If LLMs are eager junior devs, current context retrieval hands them the whole repo and says “go find what you need, call me when you think you’re done.” They search. They guess. They miss the one spec that governs the change. And you pay for every token of that wandering.

PAG flips this. The senior pre-stages a briefing packet before the junior touches anything: “Here’s the spec, the dependency map, and the two files that matter. Then we talk.” That senior is a harness running cheap traditional tools during the dead time your dev loop already has.

Background indexing, time-gating, and priority queues are well-understood. None of this is novel in isolation. What caught my attention is that the LLM context window creates a fundamentally different optimization target: token-limited, discrete, expensive, amnesic between calls. That combination means the same tools that power your LSP need different orchestration when the output is a bounded prompt instead of a live index.

The mechanism: time-gated collection

All analyzers launch simultaneously at T=0. Not LLM calls. AST parsers, dependency walkers, syntax checkers, coverage maps, import scanners. Tooling that runs in single-digit milliseconds and costs nothing in tokens.

Three tiers, based on latency:

At a fixed cutoff (200ms in the current design), the system snapshots. Whatever’s ready goes into the context window. The LLM gets called immediately. No blocking on slow analyzers.

  0ms   All analyzers launch
  5ms   Syntax checker completes
  8ms   Import scanner completes
 10ms   Comment analyzer completes
 50ms   Complexity analyzer completes
 80ms   Error detector completes
120ms   Code smell detector completes
180ms   Dependency analyzer completes
200ms   *** Snapshot. LLM called. User gets a response. ***
500ms   Performance analyzer completes → context store
  1.5s  Memory profiler completes → context store
  2.0s  Architecture reviewer completes → context store

Slow results flow into a context store as they finish. When the next LLM call fires, those results are already there. No retrieval step. No additional cost. Dead time became better context.

A simple LLM ask takes a minute. A complex task can run ten to thirty. A 200ms collection pass before that call is rounding error. But the model notices what’s in the window. A call that starts with the right spec, the dependency map, and the relevant code doesn’t spend its first ten tool calls grepping for context it could have had for free. The 200ms pays for itself in fewer tool calls, less wandering, and a shorter path to the answer.

Multi-shot isn’t an advanced mode. It’s the default. Every interaction is shot N. Shot 1 happens to be the first. Each subsequent shot inherits whatever the previous shots’ deferred analyzers produced. The junior’s briefing packet gets thicker every round without anyone doing extra work.

What goes in the window

Time-gating produces context fast and cheap. You still need to decide what makes it into the window. Not everything fits. Not everything should. This is where the LLM context problem diverges from what LSPs do: you’re packing a bounded token budget for a single discrete call, not maintaining a live index.
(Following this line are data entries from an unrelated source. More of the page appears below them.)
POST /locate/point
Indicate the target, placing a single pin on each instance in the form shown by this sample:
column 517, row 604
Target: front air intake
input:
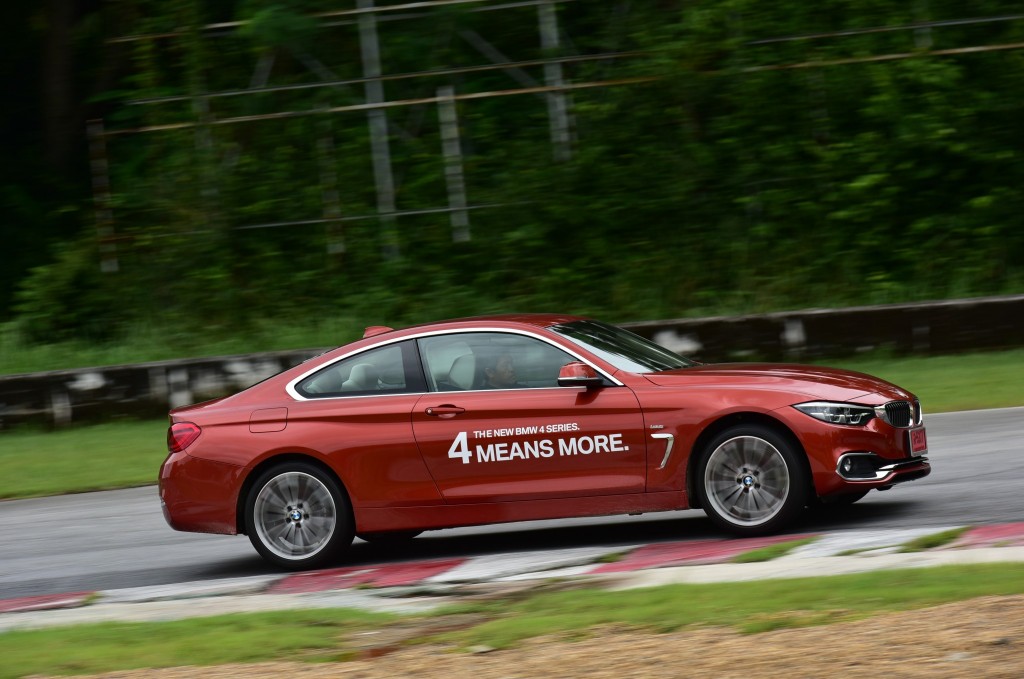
column 899, row 413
Priority tiers: upstream artifacts like specs and architectural decisions are non-evictable, first in. Docs next. Analyzer output next. Code snippets last. Strict budgets on tokens, bytes, or lines. If must-haves exceed the budget, fail fast with a clear error instead of silently dropping context and hoping the model figures it out.

Same config, same repo, same packet. You can diff what the model saw between runs. When behavior changes, compare packets, not prompts. Inspectability falls out of deterministic assembly. You don’t bolt it on.

How PAG compares

DimensionRAGAgentic search (Cursor-style)PAG
Who drives retrievalModel (similarity search, tool calls)Model (grep, regex, 200 lines at a time)Harness (traditional tools, pre-computed)
When context is assembledReactively, on the critical pathReactively, per keystroke or tool callProactively, during dead time
Cost per context passLLM tokens for retrieval + generationLLM tokens for search + generationFractions of a cent (traditional tools)
InspectabilityOpaque retrieval intentOpaque tool callsDeterministic packet, diffable
Progressive enrichmentRe-retrieves each turn (no accumulation)Re-searches each turn (no accumulation)Yes (deferred results flow into next shot)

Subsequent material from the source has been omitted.